Monday, September 19, 2016
Berlangganan

Pria Ini Sempat Ditolak Ibu Kandung Saat Bayi Karena Buruk Rupa, namun Akhirnya Justru Mengharukan

Tuhan menciptakan manusia dengan kelebihan dan kekurangan masing-masing. Bagi orangtua manapun, mendapatkan anak adalah anugerah, terlepas apakah anak tersebut memiliki fisik yang rupawan atau tidak.
Cerita mengenai seorang pria yang lahir dengan tumor raksasa di hidungnya mungkin bisa menginspirasi para orangtua. Bernama Robert Hoge, pria ini lahir dengan fisik yang tak sempurna.
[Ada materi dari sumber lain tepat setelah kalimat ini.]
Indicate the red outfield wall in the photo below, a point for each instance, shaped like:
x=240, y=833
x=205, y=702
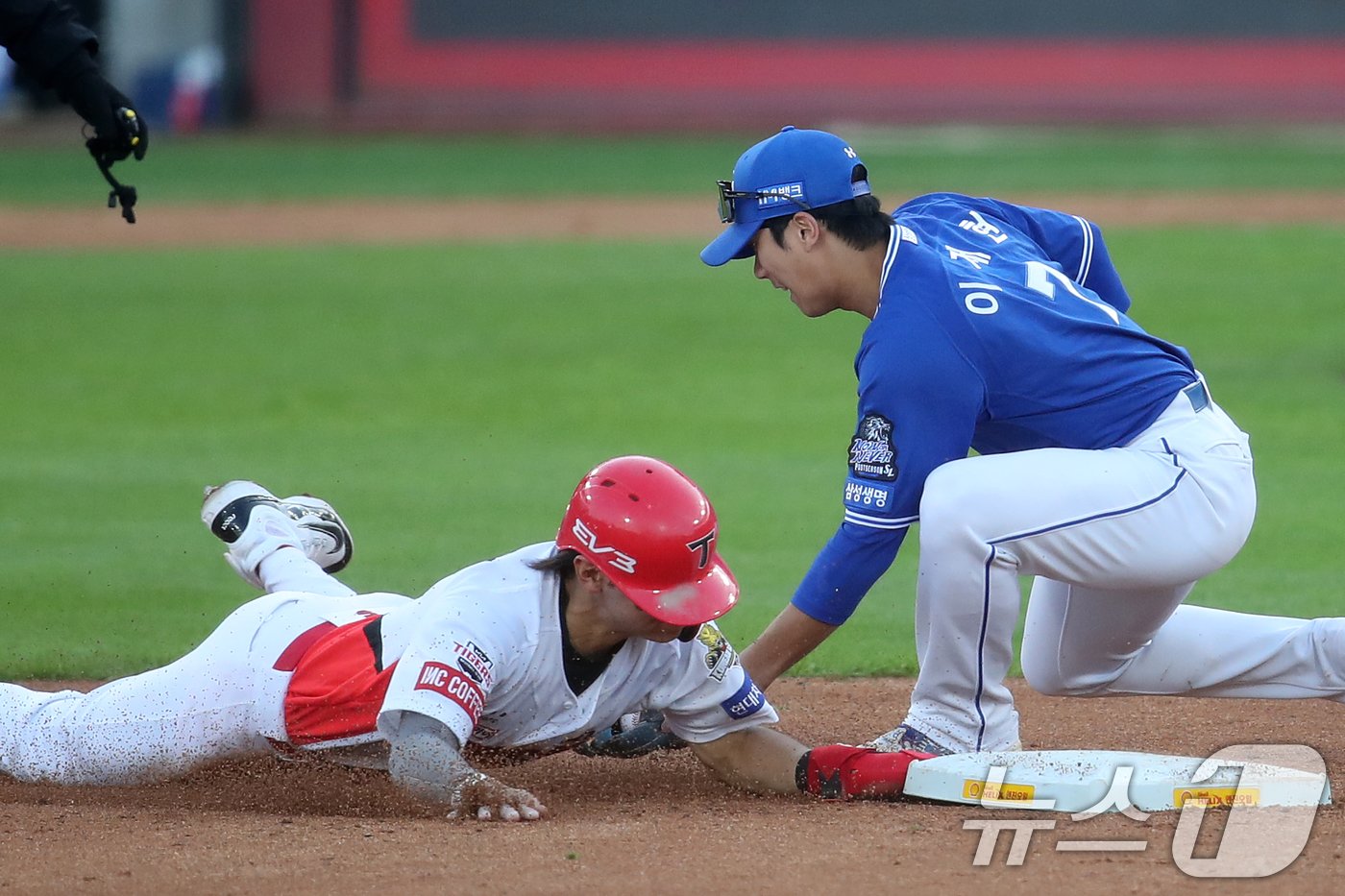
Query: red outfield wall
x=359, y=63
Dia memiliki tumor raksasa seukuran bola tenis di wajahnya, bahkan kakinya yang cacat mesti diamputasi dokter saat bayi. Ibu Robert yang melihat kejadian ini begitu terpukul, dan sempat menolaknya membawa pulang ke rumah untuk membesarkan Robert.
Namun setelah semua keluarga berembug, akhirnya mereka memutuskan membawa Robert pulang ke rumah apapun keadannya. Sang dokter juga menyarankan agar ibu Robert mau menerima bayi yang sudah dilahirkannya tersebut.
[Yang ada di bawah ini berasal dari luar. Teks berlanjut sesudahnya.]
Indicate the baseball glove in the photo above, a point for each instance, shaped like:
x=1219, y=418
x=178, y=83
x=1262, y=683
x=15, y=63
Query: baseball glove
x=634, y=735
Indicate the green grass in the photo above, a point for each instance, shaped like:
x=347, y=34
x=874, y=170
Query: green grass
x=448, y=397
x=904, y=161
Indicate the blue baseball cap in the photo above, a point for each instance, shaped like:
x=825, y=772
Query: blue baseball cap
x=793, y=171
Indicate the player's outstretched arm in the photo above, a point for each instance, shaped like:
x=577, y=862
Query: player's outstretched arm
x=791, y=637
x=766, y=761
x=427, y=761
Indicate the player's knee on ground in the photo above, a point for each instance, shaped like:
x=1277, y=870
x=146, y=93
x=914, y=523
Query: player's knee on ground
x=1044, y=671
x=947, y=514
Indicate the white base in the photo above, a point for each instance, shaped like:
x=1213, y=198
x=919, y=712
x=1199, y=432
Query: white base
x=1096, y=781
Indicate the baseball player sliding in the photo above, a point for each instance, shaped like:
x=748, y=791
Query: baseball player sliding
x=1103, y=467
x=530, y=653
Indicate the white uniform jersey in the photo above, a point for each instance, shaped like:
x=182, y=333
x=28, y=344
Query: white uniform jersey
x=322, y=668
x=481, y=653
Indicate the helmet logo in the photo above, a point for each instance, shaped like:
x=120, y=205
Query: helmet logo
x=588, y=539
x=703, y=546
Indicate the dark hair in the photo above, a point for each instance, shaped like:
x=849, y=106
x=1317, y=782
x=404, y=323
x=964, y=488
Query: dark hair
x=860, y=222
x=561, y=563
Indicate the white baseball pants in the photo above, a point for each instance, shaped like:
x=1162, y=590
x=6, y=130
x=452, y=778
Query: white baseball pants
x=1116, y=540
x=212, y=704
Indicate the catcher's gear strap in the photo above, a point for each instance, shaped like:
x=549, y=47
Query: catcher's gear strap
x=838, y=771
Agar perasaan sayang itu muncul, dokter menyarankan ibu Robert untuk menulis buku harian.
"Dia begitu jelek," kata ibu Robert, dilansir dari Viral4Real, Selasa (20/9/2016).
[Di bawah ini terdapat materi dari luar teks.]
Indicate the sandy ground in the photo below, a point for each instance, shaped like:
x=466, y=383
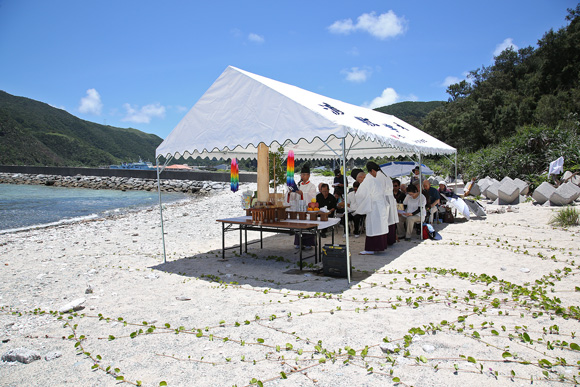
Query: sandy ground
x=492, y=303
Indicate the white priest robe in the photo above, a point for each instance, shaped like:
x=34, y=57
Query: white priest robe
x=387, y=184
x=371, y=201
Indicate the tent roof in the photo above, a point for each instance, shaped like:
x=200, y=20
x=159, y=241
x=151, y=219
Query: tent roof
x=242, y=109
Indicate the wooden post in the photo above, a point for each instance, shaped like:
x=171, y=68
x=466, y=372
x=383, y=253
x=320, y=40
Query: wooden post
x=263, y=173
Robert Hoge memulai masa kecilnya dengan kisah yang menyedihkan. Saat bersekolah ia sering disebut si buruk rupa oleh teman-temannya.
Ia juga kerap disebut si cacat lantaran memakai dua kaki palsu saat naik sepeda atau berolahraga. Tetapi itu semua tak lantas membuatnya menyerah.
Apalagi di rumah ia sudah terbiasa dengan kejujuran ibunya yang memang mengatakan dia jelek. Sebab ibunya tak pernah berbohong atau menyembunyikan perasaan terhadapnya.
Saat masa kanak-kanak, setiap hari dia meminta ibunya membacakan catatan harian tentangnya.
"Alasan saya tahu semua itu adalah karena salah satu dokter pada saat itu mendorong ibu saya untuk menulis buku harian. Dan dia menulisnya dalam buku diary biru yang cantik ini lewat tulisan tangan yang indah di dalamnya dan tidak pernah disembunyikan dariku."
"Aku biasa duduk di sofa di sampingnya, atau itu akan berada di meja samping tempat tidurnya, dan kemudian saya akan meminta ibu untuk membacakanku sedikit isi dari bukunya," tambahnya.
"Dan dia benar-benar terbuka dan jujur ​​dalam buku itu tentang perasaannya kepada saya, dan dia benar-benar terbuka dan jujur ​​dengan saya meskipun usia saya masih muda," kata Robert.
Tetapi suatu hari, Rober sadar kejujuran ibunya adalah bentuk kasih sayang yang nyata. Faktanya dia dianggap buruk rupa dan itu sudah takdir.
Berkat kejujuran ini akhirnya dia bisa kuat seperti sekarang menahan cemooh dari luar. Keluarganya bisa saja meninggalkannya di rumah sakit jika mereka tidak sayang kepadanya.
Meskipun ia sempat melakukan rangkaian operasi di wajahnya, akhirnya memilih berhenti saat tahu efek samping yang mengerikan yaitu kebutaan. Saudaranya juga mengatakan untuk apa kamu terlihat tampan, sementara kamu tak bisa melihat dirimu di dalam cermin.
Pada akhirnya, kejujuran itulah bentuk kasih sayang ibunya, meski terkadang ia khawatir tak bisa memahami maksud ibunya.
Kehidupan bagi Robert Hoge seperti film, terkadang ada bagian menyedihkan namun semua itu bakal berakhir indah. Ia mengaku sangat sayang kepada ibunya.
Sempat dicemooh gadis saat mengajak kencan, Robert Hoge kini memiliki kehidupan bahagia bersama istri dan dua anak perempuannya di Brisbane, Australia.